What can be done to make the sheriff's office run more efficiently?
Reduce extravagant administrative spending. I have stated that I will immediately cut several high-paying and unnecessary administrative positions and will go through the budget and carve out other unnecessary positions, without reducing the number of uniformed officers or affecting safety. Another critical area involves the ongoing contract with the federal government in which the MCSO provides custodial beds for federal immigration prisoners. This is a complicated, high-dollar problem. My first step will be to ascertain whether this arrangement is still in the County’s best interest. I will seek assistance and cooperation from the County Board in sorting out this issue for the good of the taxpayers.
What can the sheriff's's office do to be more accessible to residents?
I have made volunteerism one of the keynotes of my campaign. I have always been a believer, and a participant, in volunteer programs, which I consider the glue that holds a community together. I developed and implemented volunteer adjunct programs in Des Plaines, and have actively volunteered myself in organizations like the Boy Scouts. As Sheriff, I will organize volunteer outreach programs that go beyond concepts like Neighborhood Watch to actively bring people of all ages together in ways that build community and encourage greater cooperation between law enforcement and those they serve. Not only will the Sheriff’s Office become more accessible to residents, they will feel they have an active stake in all the things the Sheriff’s Office does.

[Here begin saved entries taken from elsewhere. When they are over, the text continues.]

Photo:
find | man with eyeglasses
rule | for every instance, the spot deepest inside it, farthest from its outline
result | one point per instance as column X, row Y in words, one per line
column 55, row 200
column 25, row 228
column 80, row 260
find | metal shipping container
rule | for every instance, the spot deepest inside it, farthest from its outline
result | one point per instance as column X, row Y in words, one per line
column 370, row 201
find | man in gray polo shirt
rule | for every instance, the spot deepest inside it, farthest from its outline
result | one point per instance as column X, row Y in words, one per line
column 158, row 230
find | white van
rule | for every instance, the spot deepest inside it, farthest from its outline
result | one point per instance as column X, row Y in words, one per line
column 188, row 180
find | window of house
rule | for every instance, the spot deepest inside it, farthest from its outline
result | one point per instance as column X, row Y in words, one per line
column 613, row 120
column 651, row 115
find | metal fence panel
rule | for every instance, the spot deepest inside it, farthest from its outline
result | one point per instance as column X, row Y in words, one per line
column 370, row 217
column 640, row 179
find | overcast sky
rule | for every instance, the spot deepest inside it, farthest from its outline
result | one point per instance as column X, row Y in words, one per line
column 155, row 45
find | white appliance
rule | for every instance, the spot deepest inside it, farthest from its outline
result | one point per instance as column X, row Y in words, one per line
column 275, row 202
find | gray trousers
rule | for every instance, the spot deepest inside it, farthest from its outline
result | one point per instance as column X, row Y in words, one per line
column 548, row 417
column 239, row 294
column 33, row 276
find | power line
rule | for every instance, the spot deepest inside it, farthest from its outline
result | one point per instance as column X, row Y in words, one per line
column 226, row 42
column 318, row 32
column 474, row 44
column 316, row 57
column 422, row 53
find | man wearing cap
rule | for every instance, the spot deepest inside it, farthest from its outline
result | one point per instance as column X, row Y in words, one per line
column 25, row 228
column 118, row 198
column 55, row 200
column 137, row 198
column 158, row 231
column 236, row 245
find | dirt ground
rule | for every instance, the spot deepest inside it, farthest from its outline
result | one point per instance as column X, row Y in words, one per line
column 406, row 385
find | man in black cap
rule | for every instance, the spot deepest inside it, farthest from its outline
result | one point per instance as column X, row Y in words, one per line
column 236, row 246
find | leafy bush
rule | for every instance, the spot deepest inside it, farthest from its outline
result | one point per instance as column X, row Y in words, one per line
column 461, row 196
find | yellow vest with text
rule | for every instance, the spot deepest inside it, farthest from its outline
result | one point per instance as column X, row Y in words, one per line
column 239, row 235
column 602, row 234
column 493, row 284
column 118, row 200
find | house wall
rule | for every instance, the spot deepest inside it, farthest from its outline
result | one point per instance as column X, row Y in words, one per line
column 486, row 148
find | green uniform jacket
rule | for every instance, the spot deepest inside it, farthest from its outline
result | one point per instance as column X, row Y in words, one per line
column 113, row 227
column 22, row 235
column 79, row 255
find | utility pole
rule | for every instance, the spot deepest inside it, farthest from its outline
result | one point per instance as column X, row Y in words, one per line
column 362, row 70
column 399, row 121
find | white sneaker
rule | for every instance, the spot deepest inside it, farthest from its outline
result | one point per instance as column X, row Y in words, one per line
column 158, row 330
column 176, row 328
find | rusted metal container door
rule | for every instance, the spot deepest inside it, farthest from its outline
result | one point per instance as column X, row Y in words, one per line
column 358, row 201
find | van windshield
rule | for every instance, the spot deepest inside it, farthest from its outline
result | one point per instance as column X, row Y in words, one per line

What is the most-pressing issue the sheriff's office faces?
Community credibility. From battles with other officeholders, to relentless crusades against employees who push back against clumsy and heavy-handed discipline, to Sergeants convicted of charges related to child predatory sexual acts, the Sheriff’s Office has developed a severe image problem in the community. We need to fix that, and that will be Job One. To address one aspect of this crisis, I will create an office of Internal Affairs that will be professional, impartial and create confidence among the public and the rank and file officers both.
How would you differentiate yourself from your opponent?
I have 27 years of experience in law enforcement, much of it on the administrative side. My opponent has only eight years, none of it supervisory or administrative in nature, and it ended 25 years ago. When he left the MCSO, computers were the size of microwave ovens and could only be found on desks. Now they are inside the squad cars and communicate wirelessly. The law enforcement field has come a long way, in other words, and while he was taking legal cases, I was moving up the command ranks and taking key roles in multi-jurisdictional task forces with state and federal agencies, like the DEA and U.S. Customs, using all the high-tech tools that police agencies can deploy these days. Not to mention the new management techniques developed over the intervening years. As well, there are dozens of new responsibilities and new laws police have undertaken in the interim, like all the new rules regarding Orders of Protection. They were all part of my daily routine at Des Plaines P.D. Mr. Harrison would have to learn them all from scratch, while simultaneously running the Office.